We eat, we talk. Normal stuff, lectures, Christmas plans, a club night next week that Femi doesn’t want to go to, and Allan is already buying tickets for.

I’m funny. I make Karen laugh twice and Allan once, and Femi gives me the look, saying you’re performing but doesn’t call it.

Allan’s hand rests on Femi’s thigh under the table like it belongs there. Out in the open, no napkin hiding anything. Just there, in the light. Femi leans into him when he laughs. They kiss once, briefly, casually.
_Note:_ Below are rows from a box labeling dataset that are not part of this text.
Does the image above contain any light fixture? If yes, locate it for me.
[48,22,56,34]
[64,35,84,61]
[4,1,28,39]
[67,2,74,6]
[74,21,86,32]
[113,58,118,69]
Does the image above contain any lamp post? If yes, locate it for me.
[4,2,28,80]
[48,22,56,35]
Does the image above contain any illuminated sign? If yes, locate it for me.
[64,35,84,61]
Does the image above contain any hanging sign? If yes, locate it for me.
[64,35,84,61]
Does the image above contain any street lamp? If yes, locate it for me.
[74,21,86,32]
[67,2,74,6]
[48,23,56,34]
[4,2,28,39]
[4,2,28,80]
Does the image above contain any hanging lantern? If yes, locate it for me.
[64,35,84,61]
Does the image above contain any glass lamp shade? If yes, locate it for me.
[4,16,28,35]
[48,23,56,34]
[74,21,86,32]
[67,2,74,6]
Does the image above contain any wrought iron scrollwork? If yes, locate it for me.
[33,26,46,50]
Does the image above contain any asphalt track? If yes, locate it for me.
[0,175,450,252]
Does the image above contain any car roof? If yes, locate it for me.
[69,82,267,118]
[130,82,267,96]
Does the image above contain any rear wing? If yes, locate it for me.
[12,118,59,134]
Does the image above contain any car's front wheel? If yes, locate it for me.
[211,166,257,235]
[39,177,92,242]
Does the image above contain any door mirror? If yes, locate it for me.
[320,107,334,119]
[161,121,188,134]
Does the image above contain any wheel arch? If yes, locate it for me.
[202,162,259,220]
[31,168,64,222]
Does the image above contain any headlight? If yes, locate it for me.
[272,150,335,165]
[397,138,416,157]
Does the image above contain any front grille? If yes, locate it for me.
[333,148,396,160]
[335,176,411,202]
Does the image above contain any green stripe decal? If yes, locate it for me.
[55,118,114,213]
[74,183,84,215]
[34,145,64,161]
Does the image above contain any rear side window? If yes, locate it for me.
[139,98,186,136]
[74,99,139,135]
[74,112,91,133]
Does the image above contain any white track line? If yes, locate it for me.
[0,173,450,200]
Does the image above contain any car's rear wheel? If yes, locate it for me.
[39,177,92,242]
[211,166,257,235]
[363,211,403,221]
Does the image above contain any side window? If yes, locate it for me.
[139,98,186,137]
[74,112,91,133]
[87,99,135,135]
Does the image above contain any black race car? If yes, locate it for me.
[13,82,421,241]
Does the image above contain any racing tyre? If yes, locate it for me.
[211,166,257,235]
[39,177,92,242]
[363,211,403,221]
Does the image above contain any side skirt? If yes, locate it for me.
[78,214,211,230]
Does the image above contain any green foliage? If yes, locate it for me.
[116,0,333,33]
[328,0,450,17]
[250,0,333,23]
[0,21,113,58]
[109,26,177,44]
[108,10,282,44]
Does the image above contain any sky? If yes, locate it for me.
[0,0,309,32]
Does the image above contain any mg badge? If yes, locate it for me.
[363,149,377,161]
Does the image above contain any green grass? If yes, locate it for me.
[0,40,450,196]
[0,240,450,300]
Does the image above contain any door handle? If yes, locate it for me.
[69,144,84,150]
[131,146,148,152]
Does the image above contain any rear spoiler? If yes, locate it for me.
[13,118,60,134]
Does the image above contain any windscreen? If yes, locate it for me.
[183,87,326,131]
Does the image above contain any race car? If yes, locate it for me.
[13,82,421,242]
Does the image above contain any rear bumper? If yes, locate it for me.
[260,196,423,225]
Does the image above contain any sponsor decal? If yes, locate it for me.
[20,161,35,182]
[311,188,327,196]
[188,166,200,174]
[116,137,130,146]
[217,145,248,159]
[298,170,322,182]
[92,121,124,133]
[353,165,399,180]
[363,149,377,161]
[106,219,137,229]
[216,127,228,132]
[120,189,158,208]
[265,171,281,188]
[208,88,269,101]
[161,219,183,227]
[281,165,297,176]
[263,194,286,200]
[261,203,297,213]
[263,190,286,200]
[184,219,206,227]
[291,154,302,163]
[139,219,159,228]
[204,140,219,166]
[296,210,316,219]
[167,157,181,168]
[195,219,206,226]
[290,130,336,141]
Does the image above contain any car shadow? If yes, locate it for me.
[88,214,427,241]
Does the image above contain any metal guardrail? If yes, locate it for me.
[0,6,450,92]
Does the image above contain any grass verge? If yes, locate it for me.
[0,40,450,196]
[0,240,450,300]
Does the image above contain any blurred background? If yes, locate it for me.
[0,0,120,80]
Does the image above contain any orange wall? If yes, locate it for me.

Nobody looks away, nobody checks the door. Nobody calculates the risk.

The wine turns sour, figuratively. Literally, it’s fine. Cheap Tesco Merlot does the job.

‘You seem happy lately,’ Allan says to me. He’s doing the dishes, and I’m drying, and the others are in the sitting room arguing about a film. ‘Like, properly happy. You seeing someone?’

Stomach. Drop.

‘Nothing serious.’ The words come out before I’ve built them. Pre-fabricated. Already drying the next plate.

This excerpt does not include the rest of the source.